Do you remember our article about B2B reporters? Today we will look at a specific category of journalists: Market Reporters!

Market Reporters

Market reporters (or Pricing/Price Reporters) are journalists with distinct duties. They assess commodities prices and write market commentaries and news on specific markets.

Commodities are substances or products that can be traded. Single commodities markets include metals (gold, zinc, steel), energy (fuel oil, natural gas) or agriculture (rice, wheat, corn).

Market reporters talk to trader and investors to establish a list of prices, either on a daily or weekly basis. They also need to develop solid relationship with commodity analysts, forecasters, financial planners and company CEOs and expand and maintain this network.

Investors rely on market reporters for information about what to buy, sell or hold.
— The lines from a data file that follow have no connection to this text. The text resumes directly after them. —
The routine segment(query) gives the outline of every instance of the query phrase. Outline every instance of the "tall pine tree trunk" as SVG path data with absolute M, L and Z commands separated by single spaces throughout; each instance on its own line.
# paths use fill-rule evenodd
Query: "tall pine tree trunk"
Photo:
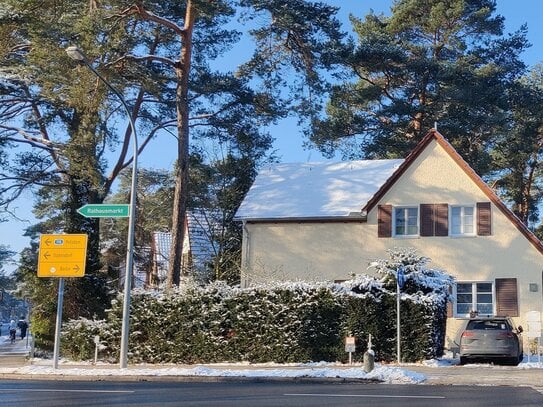
M 175 169 L 175 193 L 172 215 L 172 246 L 168 270 L 168 287 L 179 285 L 182 267 L 183 240 L 185 237 L 185 216 L 187 212 L 189 181 L 189 71 L 192 52 L 192 32 L 195 10 L 187 2 L 185 26 L 182 34 L 181 58 L 175 68 L 177 76 L 177 167 Z

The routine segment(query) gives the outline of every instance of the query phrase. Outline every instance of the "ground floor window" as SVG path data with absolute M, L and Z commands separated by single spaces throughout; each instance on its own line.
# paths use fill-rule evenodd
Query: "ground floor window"
M 469 317 L 494 314 L 494 290 L 489 282 L 458 282 L 456 284 L 456 316 Z

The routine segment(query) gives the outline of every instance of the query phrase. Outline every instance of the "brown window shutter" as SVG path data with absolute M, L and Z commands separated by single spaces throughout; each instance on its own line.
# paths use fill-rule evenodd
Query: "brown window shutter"
M 449 205 L 436 204 L 435 209 L 435 235 L 449 236 Z
M 420 204 L 420 235 L 449 235 L 448 204 Z
M 492 216 L 490 202 L 477 202 L 477 234 L 490 236 L 492 232 Z
M 377 236 L 392 236 L 392 205 L 379 205 L 377 207 Z
M 518 295 L 516 278 L 496 279 L 496 315 L 518 317 Z
M 420 204 L 420 235 L 434 236 L 433 204 Z

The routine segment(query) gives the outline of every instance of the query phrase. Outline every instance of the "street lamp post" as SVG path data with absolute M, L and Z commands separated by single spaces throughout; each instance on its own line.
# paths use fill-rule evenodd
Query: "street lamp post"
M 125 369 L 127 367 L 128 360 L 128 333 L 130 322 L 130 291 L 132 288 L 132 269 L 134 264 L 134 231 L 136 225 L 136 185 L 137 185 L 137 173 L 138 173 L 138 137 L 136 134 L 136 125 L 134 119 L 123 95 L 115 89 L 105 78 L 96 71 L 89 63 L 85 54 L 75 47 L 70 46 L 66 48 L 68 56 L 76 61 L 82 62 L 92 73 L 94 73 L 108 88 L 111 90 L 121 101 L 128 120 L 130 121 L 130 127 L 132 128 L 132 144 L 133 144 L 133 161 L 132 161 L 132 184 L 130 187 L 130 213 L 128 214 L 128 242 L 126 247 L 126 270 L 124 275 L 124 301 L 123 301 L 123 323 L 121 332 L 121 356 L 120 356 L 120 368 Z

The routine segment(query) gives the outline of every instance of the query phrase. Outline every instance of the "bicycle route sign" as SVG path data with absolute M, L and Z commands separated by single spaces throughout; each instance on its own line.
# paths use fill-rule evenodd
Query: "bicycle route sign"
M 38 277 L 83 277 L 86 234 L 41 235 Z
As their analysis has an impact on the stock market, these journalists can be influential. They need a great deal of diplomacy as well as resilience and communication skills.

Typical duties

Market reporters are expected to:

  • Develop an expertise of their industry, build strong contacts within it and attend relevant conferences, meeting and events
  • Assess prices and write commentaries and news about the industry
  • Interview professionals and travel when required to attend meetings
  • Keep up to date and report on foreign markets
  • Have a good head for numbers and be meticulous with the data they collect

Background

Our clients are open to graduates with the following degrees:

  • Journalism
  • Finance
  • Business
  • Economics.

Of course, employers will expect you to have excellent writing and numerical skills. For senior positions, a relevant track record in the industry is necessary.

This article was the last of our series on B2B Job Focus, we hope you enjoyed it!